# Deep_CNN_MNIST
This code below is all about CNN model to classify MNIST datasets. It is demonstrating a deep CNN model code simulation. 

In this notebook, I use cross-validation to check the performnace in validation set and trianing dataset. To make cross-validation easily, I use F-fold cross validation which is supported by sklearn.


In [1]:
import torch
import numpy as np
import torch.nn as nn
import torch.optim as optim
from torchvision import datasets,transforms
import torch.nn.init as init
from torch.utils.data import DataLoader, Dataset, SubsetRandomSampler, ConcatDataset
from sklearn.model_selection import KFold

In [2]:
device = 'cuda' if torch.cuda.is_available() else 'cpu'
print('device: {}'.format(device))         

device: cuda


In [3]:
torch.manual_seed(777)
if device == 'cuda':
    torch.cuda.manual_seed_all(777)

In [4]:
transform = transforms.Compose([
    transforms.ToTensor(), 
    transforms.Normalize(mean=[0.5],
                         std=[0.5])
    ])

MNIST_train = datasets.MNIST(root='/MNIST', train=True , transform=transform , download=True)
MNIST_test  = datasets.MNIST(root='/MNIST', train=False, transform=transform , download=True)
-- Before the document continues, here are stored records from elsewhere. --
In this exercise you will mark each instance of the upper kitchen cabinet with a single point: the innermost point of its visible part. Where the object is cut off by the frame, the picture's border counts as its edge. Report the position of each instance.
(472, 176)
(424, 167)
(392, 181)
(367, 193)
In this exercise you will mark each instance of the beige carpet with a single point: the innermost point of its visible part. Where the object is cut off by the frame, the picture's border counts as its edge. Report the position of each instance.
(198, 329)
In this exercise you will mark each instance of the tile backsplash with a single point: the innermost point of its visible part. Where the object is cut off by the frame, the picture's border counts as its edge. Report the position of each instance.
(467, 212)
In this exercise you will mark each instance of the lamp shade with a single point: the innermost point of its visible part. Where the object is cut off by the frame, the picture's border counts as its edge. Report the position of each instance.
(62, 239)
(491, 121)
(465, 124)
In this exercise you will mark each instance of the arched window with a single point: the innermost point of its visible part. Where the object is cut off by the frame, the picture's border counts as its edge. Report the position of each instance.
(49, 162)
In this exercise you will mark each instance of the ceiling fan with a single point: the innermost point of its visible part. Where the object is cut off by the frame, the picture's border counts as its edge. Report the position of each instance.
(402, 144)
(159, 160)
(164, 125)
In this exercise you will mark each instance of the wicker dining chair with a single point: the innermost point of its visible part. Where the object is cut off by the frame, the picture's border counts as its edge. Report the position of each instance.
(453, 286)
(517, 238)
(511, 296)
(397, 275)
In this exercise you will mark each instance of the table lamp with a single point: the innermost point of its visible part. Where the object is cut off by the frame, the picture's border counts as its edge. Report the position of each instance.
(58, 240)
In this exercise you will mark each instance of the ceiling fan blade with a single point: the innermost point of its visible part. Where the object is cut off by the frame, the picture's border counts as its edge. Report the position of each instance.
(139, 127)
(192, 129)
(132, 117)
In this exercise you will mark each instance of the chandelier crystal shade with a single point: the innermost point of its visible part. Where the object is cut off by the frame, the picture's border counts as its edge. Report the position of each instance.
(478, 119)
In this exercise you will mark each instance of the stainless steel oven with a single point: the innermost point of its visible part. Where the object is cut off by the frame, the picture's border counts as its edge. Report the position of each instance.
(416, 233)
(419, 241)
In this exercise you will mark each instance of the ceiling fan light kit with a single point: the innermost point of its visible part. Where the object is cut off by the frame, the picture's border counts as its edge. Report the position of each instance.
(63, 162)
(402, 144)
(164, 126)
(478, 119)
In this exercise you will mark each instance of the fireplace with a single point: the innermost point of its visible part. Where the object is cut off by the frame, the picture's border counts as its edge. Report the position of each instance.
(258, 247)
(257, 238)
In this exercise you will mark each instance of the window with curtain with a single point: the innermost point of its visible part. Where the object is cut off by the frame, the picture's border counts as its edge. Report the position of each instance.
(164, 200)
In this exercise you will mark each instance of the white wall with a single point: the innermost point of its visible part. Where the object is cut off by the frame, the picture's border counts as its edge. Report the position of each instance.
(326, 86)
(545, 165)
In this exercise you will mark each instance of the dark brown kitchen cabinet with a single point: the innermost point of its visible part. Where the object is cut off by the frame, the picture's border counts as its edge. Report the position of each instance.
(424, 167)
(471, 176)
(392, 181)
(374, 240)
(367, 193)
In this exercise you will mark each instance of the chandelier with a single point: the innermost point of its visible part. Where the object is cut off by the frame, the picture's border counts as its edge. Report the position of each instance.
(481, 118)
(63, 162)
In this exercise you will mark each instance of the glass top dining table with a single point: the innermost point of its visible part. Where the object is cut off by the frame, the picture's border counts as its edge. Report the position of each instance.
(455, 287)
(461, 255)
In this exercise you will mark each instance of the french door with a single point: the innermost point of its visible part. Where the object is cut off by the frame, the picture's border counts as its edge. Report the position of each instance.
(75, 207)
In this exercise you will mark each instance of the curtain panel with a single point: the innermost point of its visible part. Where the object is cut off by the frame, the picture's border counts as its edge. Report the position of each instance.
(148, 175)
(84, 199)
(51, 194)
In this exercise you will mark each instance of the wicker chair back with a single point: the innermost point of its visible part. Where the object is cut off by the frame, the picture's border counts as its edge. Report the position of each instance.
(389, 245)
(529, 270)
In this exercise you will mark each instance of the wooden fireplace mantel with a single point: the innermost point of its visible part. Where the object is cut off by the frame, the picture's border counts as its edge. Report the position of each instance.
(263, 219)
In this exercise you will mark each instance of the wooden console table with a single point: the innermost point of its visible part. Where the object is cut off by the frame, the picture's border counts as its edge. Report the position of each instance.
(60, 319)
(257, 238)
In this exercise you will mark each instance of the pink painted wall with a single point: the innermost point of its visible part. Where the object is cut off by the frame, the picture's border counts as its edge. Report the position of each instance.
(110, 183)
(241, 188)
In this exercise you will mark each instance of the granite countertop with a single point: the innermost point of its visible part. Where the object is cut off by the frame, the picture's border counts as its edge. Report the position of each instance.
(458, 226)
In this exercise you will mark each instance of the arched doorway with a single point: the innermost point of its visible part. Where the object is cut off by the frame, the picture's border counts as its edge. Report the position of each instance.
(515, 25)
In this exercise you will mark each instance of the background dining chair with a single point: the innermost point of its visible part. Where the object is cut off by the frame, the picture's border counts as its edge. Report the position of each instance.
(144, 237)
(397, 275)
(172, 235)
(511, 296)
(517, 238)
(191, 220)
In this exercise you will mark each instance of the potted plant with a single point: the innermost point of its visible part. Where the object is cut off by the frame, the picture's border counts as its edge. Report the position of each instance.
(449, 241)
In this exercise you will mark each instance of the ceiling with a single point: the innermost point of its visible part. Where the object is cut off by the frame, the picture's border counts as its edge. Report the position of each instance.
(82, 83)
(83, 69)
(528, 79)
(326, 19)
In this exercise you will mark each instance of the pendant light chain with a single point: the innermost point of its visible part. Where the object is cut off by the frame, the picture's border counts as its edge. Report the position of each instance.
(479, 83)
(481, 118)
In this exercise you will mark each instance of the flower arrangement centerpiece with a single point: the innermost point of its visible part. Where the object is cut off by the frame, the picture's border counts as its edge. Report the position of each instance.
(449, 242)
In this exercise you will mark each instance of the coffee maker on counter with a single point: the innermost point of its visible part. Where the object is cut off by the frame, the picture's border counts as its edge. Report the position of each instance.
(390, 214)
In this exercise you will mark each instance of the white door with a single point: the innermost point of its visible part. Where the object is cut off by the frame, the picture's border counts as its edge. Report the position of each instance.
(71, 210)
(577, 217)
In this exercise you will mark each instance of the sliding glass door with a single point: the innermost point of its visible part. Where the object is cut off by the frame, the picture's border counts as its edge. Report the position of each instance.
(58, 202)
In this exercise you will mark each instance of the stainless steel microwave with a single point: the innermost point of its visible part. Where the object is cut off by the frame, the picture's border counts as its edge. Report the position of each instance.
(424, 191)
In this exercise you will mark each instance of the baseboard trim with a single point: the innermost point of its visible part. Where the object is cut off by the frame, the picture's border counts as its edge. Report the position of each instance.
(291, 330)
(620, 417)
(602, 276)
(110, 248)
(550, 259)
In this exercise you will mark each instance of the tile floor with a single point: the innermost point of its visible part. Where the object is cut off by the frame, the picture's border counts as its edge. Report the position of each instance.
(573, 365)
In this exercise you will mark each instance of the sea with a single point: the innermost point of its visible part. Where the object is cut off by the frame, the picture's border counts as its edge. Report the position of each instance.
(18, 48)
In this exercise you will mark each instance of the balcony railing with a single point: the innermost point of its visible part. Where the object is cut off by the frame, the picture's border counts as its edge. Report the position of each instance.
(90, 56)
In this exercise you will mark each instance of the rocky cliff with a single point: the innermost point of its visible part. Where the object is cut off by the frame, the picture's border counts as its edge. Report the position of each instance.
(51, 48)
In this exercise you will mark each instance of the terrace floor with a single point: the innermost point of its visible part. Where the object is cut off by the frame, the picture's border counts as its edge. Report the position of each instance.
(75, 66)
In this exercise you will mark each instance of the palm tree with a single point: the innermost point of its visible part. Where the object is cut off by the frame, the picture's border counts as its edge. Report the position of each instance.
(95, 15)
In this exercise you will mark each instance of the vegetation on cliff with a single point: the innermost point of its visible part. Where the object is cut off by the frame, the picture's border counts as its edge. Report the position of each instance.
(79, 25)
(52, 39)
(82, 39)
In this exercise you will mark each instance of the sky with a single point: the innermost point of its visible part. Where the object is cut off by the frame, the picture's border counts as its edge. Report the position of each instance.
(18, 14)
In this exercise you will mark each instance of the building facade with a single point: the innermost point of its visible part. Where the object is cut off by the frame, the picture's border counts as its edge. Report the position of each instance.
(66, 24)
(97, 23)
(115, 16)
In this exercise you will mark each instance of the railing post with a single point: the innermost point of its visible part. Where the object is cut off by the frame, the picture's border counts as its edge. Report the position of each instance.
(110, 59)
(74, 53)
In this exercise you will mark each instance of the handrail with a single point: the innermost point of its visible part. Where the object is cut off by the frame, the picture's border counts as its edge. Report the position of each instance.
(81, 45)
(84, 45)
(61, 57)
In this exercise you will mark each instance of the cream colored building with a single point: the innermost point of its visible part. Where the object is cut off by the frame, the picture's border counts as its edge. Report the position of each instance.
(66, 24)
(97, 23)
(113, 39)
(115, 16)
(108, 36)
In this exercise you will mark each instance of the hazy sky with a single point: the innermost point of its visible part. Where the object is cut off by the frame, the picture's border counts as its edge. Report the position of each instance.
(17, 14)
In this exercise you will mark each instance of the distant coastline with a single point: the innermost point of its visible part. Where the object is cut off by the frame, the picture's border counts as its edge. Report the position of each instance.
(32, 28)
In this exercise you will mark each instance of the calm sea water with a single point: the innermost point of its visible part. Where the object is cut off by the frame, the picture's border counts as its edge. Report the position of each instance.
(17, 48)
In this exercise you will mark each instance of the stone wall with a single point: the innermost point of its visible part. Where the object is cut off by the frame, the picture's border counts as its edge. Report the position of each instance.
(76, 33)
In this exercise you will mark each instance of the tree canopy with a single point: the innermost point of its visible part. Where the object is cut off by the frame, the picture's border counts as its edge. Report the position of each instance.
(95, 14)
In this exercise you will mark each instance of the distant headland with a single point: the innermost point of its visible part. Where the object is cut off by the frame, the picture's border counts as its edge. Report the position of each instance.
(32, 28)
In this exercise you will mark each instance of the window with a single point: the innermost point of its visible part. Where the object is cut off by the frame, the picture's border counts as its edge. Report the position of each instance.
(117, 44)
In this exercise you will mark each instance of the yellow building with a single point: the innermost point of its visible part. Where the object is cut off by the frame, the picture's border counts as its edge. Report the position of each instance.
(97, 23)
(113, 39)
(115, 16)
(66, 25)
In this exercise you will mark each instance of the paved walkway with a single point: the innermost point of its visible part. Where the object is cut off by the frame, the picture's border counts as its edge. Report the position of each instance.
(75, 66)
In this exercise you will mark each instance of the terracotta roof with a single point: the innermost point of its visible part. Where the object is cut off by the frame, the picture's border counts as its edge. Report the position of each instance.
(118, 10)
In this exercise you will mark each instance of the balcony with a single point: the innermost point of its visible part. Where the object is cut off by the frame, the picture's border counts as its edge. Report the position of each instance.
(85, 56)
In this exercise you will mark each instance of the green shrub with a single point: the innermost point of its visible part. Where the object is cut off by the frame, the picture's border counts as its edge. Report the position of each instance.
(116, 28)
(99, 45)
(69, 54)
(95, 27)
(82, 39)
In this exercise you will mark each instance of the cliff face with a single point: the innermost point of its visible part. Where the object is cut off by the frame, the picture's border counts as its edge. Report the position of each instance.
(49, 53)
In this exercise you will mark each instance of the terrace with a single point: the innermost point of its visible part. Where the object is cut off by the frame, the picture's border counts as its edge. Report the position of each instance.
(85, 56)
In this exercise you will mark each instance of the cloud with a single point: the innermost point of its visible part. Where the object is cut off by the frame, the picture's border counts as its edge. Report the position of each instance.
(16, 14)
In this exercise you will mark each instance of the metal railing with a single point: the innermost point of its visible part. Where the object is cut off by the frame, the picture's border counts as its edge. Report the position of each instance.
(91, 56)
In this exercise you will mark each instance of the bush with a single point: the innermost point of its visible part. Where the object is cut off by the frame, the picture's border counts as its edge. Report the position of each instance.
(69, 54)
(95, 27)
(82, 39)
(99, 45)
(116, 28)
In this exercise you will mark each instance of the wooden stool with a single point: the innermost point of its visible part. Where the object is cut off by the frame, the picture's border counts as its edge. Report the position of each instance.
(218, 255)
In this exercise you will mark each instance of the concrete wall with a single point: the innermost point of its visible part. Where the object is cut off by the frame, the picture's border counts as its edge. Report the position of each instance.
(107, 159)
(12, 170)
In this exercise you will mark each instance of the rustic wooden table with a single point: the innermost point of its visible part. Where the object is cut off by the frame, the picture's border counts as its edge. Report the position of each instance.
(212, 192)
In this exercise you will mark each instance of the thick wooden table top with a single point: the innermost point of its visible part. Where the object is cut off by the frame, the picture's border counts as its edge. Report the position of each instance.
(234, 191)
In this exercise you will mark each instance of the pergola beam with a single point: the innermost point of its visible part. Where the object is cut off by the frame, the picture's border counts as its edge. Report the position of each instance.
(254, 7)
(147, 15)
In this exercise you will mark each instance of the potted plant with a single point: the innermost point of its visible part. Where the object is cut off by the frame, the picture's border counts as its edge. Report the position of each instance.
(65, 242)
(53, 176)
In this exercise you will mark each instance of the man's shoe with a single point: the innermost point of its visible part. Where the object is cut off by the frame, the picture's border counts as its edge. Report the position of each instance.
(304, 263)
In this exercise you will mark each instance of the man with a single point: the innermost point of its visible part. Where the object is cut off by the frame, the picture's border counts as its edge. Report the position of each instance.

print('The length of MNIST train set:',len(MNIST_train))
print('The length of MNIST test set :',len(MNIST_test))

The length of MNIST train set: 60000
The length of MNIST test set : 10000


  return torch.from_numpy(parsed.astype(m[2], copy=False)).view(*s)


In [5]:
class ConvNet(nn.Module):
    def __init__(self):
        super().__init__()
        self.conv1 = nn.Conv2d(in_channels=1, out_channels=16, kernel_size=5, stride=1, padding=2)
        self.max_pool1 = nn.MaxPool2d(kernel_size=2, stride=2)
        self.conv2 = nn.Conv2d(in_channels=16,out_channels=32, kernel_size=5, stride=1, padding=2)
        self.max_pool2 = nn.MaxPool2d(kernel_size=2, stride=2)
        self.relu = nn.ReLU()
        self.drop1 = nn.Dropout2d(p=0.5)
        self.drop2 = nn.Dropout2d(p=0.1)
        
        self.fc1 = nn.Linear(32 * 7 * 7, 96)
        self.fc2 = nn.Linear(96, 10)

    def forward(self,x):
         # convolution
         # x:[64, 1, 28, 28] 

         # (activation width + 2*padding - kernel_size) / stride + 1 => next width of next activation map
         # (28 + 4 - 5) / 1 + 1 = 28 => (28 -2) / 2 + 1 = 14
         # [64, 16, 14, 14]
         out = self.relu(self.max_pool1(self.conv1(x)))
         
         # (14 + 2*2 - 5)/ 1 + 1 = 14 => ((14-2)+2*0) / 2 + 1 = 7
         # [64, 32, 7, 7]
         out = self.relu(self.max_pool2(self.conv2(out)))
         
         # flatten => convert 4 dimension into 2 dimension([64, 32, 7, 7]->[64, 1568])
         # [64, 1568]
         out = out.view(out.size(0),-1)
         
         # fully connected layer
         # [64, 96]
         out = self.relu(self.fc1(out))
         out = self.drop2(out)
         
         # [64, 10]
         out = self.fc2(out)
        
         # return shape: [64, 10]
         return out


In [6]:
model = ConvNet()

In [7]:
criterion = nn.CrossEntropyLoss()

# Concat two datasets to make a one big datset
dataset = ConcatDataset([MNIST_train, MNIST_test])
print("The length of total dataset:", len(dataset))

# Hyper parameters
num_epochs = 10
batch_size = 64
k = 10
splits = KFold(n_splits = k, shuffle=True, random_state=777)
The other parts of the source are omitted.